MCP and web integrations
The AI service extends model capabilities through two integration points: the Model Context Protocol (MCP) for tool calling, and pluggable web endpoints for page fetching and search. Both features operate within AI conversations only. Web search and scraping allow the AI to reference live internet content during conversations, and for most deployments, enabling at least web search improves response quality.
These features are configured entirely through environment variables on the AI service container. No additional infrastructure is required beyond a search endpoint.
Prerequisites
This page assumes the following are already configured:
-
A running AI service container with database and Redis (see Database and Redis).
-
At least one LLM provider configured in
PROVIDERSandMODELS(see LLM providers). -
A JWT token endpoint deployed and signing tokens with the correct API Secret (see JWT authentication).
Model Context Protocol (MCP)
MCP allows the AI service to call external tools (internal wikis, API specifications, runbooks, contract databases, and compliance checkers) during conversations. The service connects to MCP servers over Streamable HTTP transport.
Only Streamable HTTP transport is supported. Stdio-based MCP servers cannot connect directly to the AI service. Wrap them with the SDK’s HTTP transport adapter (for example, StreamableHTTPServerTransport in the TypeScript SDK or StreamableHTTPServer in the Python SDK) before use.
MCP tools are available in AI conversations only. Reviews and quick actions do not invoke MCP tools. For OAuth-enabled MCP servers, each user must complete the authorization flow before the server’s tools become available.
Configuration
Set the MCP_SERVERS environment variable to a JSON object. Each key is a server identifier; each value describes the connection. For OAuth-enabled servers, also set MCP_OAUTH_CALLBACK_URL (see OAuth 2.0 authentication).
-e MCP_SERVERS='{
"knowledge-hub": {
"url": "http://host.docker.internal:3001/mcp",
"options": { "callToolTimeout": 30 }
}
}'
| Field | Description |
|---|---|
|
HTTP endpoint of the MCP server (Streamable HTTP transport). For OAuth-enabled servers, this must be the endpoint that supports OAuth protected resource discovery (RFC 9728). See MCP server URL for OAuth. |
|
JSON object of HTTP headers sent with every request (for example, |
|
OAuth 2.0 configuration block. Enables per-user authorization for MCP servers that require it. See OAuth 2.0 authentication. |
|
Array of tool names to exclude from LLM access. |
|
Per-tool-call timeout in seconds (default 60). |
MCP_SERVERS supports multiple server entries.
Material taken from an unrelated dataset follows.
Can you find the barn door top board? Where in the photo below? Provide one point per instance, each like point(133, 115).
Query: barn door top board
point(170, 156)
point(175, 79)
Add additional keys to the same JSON object:
-e MCP_SERVERS='{
"knowledge-hub": {
"url": "http://host.docker.internal:3001/mcp"
},
"compliance-checker": {
"url": "http://host.docker.internal:3002/mcp"
}
}'
Each server’s tools are namespaced independently (for example, knowledge-hub-search_docs and compliance-checker-run_check).
Docker networking
On Linux Docker, add extra_hosts: ["host.docker.internal:host-gateway"] to the AI service compose entry to reach MCP servers running on the host machine.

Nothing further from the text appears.